Figures place the number of rapes during the 3 months of the Rwandan Genocide at minimum 100,000 and up to 500,000 (United Nations). However, as rape is notoriously difficult to document and more often than not goes unreported, it is likely that those numbers are far higher. Statistics do not translate the meaning and devastation of war fought through women’s bodies as a military strategy. This brings to light the fact that the social sphere of women is typically viewed as outside the concern of state or official involvement. Sexual and gendered violence needs to be recognized as an intrinsic aspect of women’s structural inequality. The undefined boundary between when rape should be treated as an individual criminal act or as a weapon of war and violence has been used as an excuse to avoid action (Hannah Pearce).

The lack of a universal, cohesive attitude and denunciation towards sexual violence will be one of the most challenging obstacles to overcome. Rape as a weapon of war arises out of uncontrolled malice, desire for power, and a sense of inadequacy from the perpetrator — yet it is the victim who suffers from shame and social exclusion after the fact (Hannah Pearce). The stigma that women face after suffering sexual violence often leads victims to deny rape for integrity reasons. Adding insult to injury, the male-dominated legal processes that women have to go through to report their attacks are unreliable and insensitive. This issue is underestimated, for how should we expect hesitant, abused women to put their trust in a legal system that will likely fail them? To put things in perspective, in the UK, a nation with developed legal systems and relative gender equality, only 6 percent of reported rapes end in conviction (Journal of Law and Society). Now imagine that statistic in a war-torn state with limited resources.

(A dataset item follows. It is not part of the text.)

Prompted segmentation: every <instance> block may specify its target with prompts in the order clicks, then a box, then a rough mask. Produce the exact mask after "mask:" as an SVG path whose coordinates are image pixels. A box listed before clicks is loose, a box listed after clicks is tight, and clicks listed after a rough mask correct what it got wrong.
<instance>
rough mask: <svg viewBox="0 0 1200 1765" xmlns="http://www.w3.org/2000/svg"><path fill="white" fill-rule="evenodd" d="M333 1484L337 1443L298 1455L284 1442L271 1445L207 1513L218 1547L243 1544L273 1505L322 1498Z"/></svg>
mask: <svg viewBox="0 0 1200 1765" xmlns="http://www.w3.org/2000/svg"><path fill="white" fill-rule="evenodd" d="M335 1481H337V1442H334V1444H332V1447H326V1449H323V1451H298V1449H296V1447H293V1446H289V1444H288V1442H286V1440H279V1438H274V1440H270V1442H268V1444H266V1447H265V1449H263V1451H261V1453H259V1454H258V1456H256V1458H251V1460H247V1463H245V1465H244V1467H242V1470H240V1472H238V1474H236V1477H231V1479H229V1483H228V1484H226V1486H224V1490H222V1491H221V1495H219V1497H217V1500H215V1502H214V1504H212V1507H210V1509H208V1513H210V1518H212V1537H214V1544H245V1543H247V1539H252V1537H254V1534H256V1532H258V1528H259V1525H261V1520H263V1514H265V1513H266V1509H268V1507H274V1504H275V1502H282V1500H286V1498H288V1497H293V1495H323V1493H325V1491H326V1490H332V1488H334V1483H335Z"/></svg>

Going forward, it is essential that sexual violence and rape is internationally understood and treated as a weapon of torture, a war crime, and a crime against humanity. Procedural changes and enforced punishment are necessary to win the battle against sexual violence, for rape can no longer be an unchallenged, mass means of torture that is carried out without consequence. More importantly, society needs to get on the side of women and provide social sanctions within communities that allow their plight to be redressed. Rape has been a habitual and dismissed product of conflict for as long as there have been wars, but there is no excuse for this still to be the case in our modern world. Through reformed politics, legal procedures, and attitudes, victims of sexual violence can receive the support and justice they deserve.